Yoshi’s Crafted World comes out March 29, but there’s a demo available today.
Captain Toad: Treasure Tracker gets an update adding multiplayer to its intricate levels, and soon, a paid pack for new ones. I might wait for a combined version but this should be fun.
Miscellaneous but still interesting:
The new Marvel Ultimate Alliance is coming this summer and I can’t wait. The second one was a blast but it came out way too long ago. A good co-op brawler is a natural fit for the Switch, plus being a superhero is fun.
Daemon X Machina, the striking-looking mech combat game, is getting a demo ahead of the summer release. They’re going to incorporate changes and advice from players so if you want to help shape the game, get to it.
Disney Tsum Tsum Festival… I don’t know what this is. But it looks wild.
Deltarune! It’s the sequel-ish to the beloved Undertale, and you can get the first chapter on Switch now. Play Undertale first, or you won’t get the dog jokes.
There were a few more little items here and there, but that’s the gist. Boy am I glad I have a Switch!
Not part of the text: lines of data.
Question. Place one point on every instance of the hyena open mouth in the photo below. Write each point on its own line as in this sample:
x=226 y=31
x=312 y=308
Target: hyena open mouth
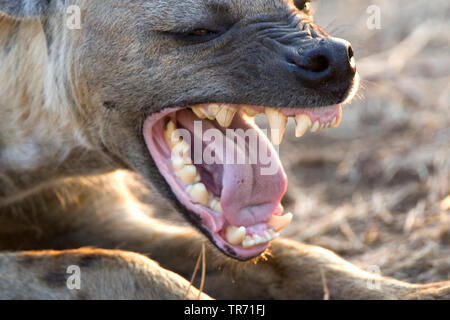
x=236 y=203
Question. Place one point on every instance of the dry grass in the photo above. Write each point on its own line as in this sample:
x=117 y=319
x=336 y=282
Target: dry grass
x=374 y=189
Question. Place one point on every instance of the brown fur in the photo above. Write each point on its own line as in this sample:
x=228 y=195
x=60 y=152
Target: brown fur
x=72 y=104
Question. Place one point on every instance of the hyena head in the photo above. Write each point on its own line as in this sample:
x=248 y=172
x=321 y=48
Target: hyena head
x=160 y=84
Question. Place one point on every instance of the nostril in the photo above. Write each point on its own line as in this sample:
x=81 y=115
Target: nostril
x=316 y=63
x=350 y=52
x=351 y=58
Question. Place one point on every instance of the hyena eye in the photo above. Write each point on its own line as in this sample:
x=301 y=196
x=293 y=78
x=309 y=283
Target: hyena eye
x=203 y=32
x=303 y=5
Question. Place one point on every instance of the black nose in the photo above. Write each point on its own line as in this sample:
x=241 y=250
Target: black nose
x=330 y=62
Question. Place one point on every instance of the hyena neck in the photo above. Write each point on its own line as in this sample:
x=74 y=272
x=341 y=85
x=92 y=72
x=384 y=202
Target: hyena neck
x=40 y=135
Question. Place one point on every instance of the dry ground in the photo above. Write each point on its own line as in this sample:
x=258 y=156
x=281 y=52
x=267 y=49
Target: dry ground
x=373 y=190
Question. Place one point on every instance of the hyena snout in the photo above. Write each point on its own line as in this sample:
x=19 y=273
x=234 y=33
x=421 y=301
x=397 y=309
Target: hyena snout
x=329 y=65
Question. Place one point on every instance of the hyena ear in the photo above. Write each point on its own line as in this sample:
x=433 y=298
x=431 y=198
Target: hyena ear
x=22 y=9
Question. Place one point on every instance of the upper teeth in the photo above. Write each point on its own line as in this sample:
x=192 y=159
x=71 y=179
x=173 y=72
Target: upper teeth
x=277 y=122
x=303 y=124
x=278 y=223
x=224 y=115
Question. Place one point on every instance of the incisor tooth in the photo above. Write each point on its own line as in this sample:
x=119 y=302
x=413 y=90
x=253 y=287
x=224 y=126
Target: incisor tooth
x=277 y=122
x=235 y=235
x=303 y=124
x=250 y=112
x=187 y=174
x=199 y=193
x=214 y=109
x=278 y=223
x=315 y=126
x=215 y=205
x=225 y=116
x=199 y=112
x=168 y=132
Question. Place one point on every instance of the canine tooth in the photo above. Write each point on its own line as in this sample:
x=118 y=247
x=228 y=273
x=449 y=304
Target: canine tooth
x=315 y=126
x=225 y=116
x=199 y=112
x=278 y=223
x=168 y=132
x=303 y=124
x=187 y=174
x=250 y=112
x=178 y=162
x=215 y=205
x=235 y=235
x=199 y=193
x=334 y=121
x=277 y=122
x=248 y=242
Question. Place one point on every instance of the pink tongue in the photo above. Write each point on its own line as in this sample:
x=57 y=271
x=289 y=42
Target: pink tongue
x=250 y=192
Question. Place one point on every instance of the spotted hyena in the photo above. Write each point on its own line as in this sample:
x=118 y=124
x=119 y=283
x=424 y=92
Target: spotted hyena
x=80 y=102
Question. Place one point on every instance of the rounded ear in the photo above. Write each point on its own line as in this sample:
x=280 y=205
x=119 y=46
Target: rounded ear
x=22 y=9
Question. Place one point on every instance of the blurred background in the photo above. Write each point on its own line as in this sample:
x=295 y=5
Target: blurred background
x=377 y=189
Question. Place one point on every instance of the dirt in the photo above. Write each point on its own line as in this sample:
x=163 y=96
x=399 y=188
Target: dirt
x=375 y=189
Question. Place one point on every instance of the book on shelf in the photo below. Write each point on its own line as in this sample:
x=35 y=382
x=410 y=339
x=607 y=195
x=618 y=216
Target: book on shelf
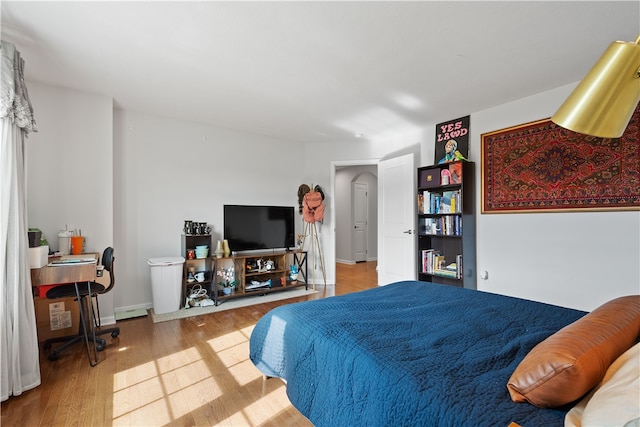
x=445 y=273
x=455 y=170
x=459 y=266
x=442 y=202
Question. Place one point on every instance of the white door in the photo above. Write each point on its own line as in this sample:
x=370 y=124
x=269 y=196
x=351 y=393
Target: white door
x=360 y=220
x=396 y=219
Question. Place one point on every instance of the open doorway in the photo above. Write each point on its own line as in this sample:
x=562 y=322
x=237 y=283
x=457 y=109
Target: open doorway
x=356 y=216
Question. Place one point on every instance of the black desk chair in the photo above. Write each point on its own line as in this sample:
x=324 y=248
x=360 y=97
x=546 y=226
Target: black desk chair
x=84 y=293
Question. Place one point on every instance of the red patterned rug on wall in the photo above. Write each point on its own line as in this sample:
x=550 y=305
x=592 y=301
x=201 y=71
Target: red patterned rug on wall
x=540 y=166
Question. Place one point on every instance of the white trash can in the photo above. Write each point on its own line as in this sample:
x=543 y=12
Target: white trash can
x=166 y=283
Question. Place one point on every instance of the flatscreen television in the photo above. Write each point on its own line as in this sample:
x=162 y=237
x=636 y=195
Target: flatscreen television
x=249 y=227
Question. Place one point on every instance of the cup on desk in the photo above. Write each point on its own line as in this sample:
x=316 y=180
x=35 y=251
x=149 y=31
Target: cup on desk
x=77 y=245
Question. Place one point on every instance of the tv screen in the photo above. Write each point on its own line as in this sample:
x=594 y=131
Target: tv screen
x=259 y=227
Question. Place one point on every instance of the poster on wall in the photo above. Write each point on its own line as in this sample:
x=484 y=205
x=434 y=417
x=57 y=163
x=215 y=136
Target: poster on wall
x=452 y=140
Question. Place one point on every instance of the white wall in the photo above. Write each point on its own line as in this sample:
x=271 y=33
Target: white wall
x=578 y=260
x=168 y=171
x=70 y=169
x=164 y=171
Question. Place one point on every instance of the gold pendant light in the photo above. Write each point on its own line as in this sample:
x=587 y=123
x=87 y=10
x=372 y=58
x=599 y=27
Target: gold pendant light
x=604 y=101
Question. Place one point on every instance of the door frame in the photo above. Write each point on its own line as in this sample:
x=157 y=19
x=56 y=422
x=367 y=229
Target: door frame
x=332 y=182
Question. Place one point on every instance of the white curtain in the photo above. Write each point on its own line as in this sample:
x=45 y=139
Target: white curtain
x=19 y=359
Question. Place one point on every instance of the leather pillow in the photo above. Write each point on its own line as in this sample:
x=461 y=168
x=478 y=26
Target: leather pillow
x=569 y=363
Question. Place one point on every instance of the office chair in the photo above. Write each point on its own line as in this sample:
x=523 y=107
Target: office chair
x=84 y=293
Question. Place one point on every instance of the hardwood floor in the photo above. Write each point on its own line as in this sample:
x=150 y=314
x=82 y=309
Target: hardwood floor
x=194 y=371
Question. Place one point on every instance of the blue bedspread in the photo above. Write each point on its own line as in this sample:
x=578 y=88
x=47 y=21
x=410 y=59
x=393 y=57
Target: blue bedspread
x=407 y=354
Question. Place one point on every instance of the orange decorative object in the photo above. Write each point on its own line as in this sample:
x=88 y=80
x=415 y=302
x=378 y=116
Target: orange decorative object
x=313 y=208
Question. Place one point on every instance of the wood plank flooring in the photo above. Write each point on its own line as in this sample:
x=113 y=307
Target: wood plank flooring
x=188 y=372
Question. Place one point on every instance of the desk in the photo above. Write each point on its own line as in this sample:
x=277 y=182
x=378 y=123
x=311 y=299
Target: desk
x=63 y=274
x=71 y=273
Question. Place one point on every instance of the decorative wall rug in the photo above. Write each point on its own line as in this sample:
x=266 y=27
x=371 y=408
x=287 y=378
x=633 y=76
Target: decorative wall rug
x=230 y=304
x=540 y=166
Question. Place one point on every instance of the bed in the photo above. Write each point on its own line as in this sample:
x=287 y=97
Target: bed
x=416 y=353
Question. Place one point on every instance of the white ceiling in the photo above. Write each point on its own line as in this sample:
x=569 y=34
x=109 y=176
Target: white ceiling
x=314 y=71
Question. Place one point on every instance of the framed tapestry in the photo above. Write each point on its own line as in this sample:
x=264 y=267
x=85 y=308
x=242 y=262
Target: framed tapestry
x=542 y=167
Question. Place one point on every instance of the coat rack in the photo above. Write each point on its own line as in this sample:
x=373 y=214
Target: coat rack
x=311 y=204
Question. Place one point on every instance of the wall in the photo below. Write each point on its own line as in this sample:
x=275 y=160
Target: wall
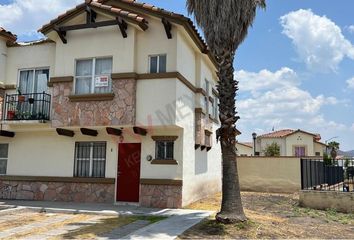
x=3 y=56
x=118 y=111
x=22 y=57
x=244 y=150
x=263 y=143
x=154 y=41
x=340 y=201
x=275 y=174
x=300 y=139
x=319 y=148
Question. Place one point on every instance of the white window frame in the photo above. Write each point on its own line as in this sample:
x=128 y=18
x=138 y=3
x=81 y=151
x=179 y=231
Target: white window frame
x=76 y=159
x=34 y=69
x=158 y=62
x=5 y=159
x=165 y=142
x=93 y=73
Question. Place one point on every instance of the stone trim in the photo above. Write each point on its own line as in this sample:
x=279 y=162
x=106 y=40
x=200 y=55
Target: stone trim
x=164 y=162
x=160 y=196
x=58 y=191
x=57 y=179
x=60 y=80
x=8 y=86
x=164 y=138
x=170 y=182
x=201 y=91
x=127 y=75
x=92 y=97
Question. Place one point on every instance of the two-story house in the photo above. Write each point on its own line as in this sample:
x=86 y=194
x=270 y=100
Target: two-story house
x=118 y=104
x=297 y=143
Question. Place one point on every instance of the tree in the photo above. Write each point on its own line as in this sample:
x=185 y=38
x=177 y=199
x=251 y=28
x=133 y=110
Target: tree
x=225 y=25
x=272 y=150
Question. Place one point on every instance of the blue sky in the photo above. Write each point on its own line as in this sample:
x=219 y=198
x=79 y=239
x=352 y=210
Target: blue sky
x=296 y=67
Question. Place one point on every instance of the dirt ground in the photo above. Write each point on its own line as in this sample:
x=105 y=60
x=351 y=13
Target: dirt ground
x=273 y=216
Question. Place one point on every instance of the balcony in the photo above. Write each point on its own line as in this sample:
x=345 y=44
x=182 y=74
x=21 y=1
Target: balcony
x=27 y=107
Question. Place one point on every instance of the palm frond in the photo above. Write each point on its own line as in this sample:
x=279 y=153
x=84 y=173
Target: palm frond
x=225 y=23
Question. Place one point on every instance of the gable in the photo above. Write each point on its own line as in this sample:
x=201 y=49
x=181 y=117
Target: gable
x=131 y=12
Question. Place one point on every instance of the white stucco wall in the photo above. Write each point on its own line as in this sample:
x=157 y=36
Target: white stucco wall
x=22 y=57
x=3 y=56
x=300 y=139
x=155 y=42
x=263 y=143
x=244 y=150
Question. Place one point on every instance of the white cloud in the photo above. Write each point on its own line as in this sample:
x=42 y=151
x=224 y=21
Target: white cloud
x=268 y=99
x=266 y=79
x=350 y=83
x=351 y=29
x=319 y=42
x=25 y=17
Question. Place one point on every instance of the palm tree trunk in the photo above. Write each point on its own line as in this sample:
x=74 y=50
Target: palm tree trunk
x=231 y=206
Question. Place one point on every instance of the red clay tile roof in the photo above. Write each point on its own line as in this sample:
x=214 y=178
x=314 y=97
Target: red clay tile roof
x=8 y=35
x=246 y=144
x=277 y=134
x=131 y=9
x=287 y=132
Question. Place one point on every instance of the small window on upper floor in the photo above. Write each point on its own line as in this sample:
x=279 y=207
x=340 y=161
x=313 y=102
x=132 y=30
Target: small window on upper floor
x=157 y=63
x=4 y=151
x=93 y=76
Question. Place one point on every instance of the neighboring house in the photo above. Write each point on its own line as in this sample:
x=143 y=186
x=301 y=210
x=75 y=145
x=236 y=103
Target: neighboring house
x=118 y=104
x=244 y=148
x=292 y=143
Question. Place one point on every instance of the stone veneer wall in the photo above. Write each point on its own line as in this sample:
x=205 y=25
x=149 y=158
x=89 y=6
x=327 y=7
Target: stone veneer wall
x=160 y=196
x=119 y=111
x=57 y=191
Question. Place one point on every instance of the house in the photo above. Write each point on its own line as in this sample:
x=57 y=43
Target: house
x=118 y=104
x=244 y=149
x=297 y=143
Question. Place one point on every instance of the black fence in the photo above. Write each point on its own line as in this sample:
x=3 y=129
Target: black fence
x=335 y=176
x=33 y=106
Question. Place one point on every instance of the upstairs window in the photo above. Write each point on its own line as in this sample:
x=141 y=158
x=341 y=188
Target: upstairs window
x=90 y=159
x=33 y=80
x=93 y=76
x=4 y=149
x=157 y=63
Nintendo has ruined my life, and all our lives, by announcing Super Mario Maker 2, the sequel to the level-constructing game on Wii U that produced thousands of devious levels for those who think the “real” games aren’t hard enough. Gamers have been asking for this basically since the Switch was first rumored.
Mario Maker 2 looks like it’s been updated in a number of helpful ways apart from being on a console that will actually be supported long-term. The interface needed some sprucing up for the lower precision players, who will have to use their fingers instead of a stylus on the touchscreen.
No doubt this will be a huge draw for Nintendo’s Switch Online service, which will likely not only allow you to share your levels and try those of others, but — if Nintendo listened to its player base — compete with ghosts and other multiplayer features. Here’s hoping we can build whole worlds, but let’s not get greedy. But we definitely have slopes now!
Honestly, I could play NES and SNES-era Mario games forever on repeat, and the re-releases of other Marios on Switch has made the newer ones even more accessible. Probably between those and Mario Maker I’ll never leave the house again.
Details are truly scant for now except that the game will come out in June of this year, just in time for summer to arrive — and be shut out with blackout curtains so glare doesn’t get on my greasy Switch. I’ll update this post if any new information becomes available.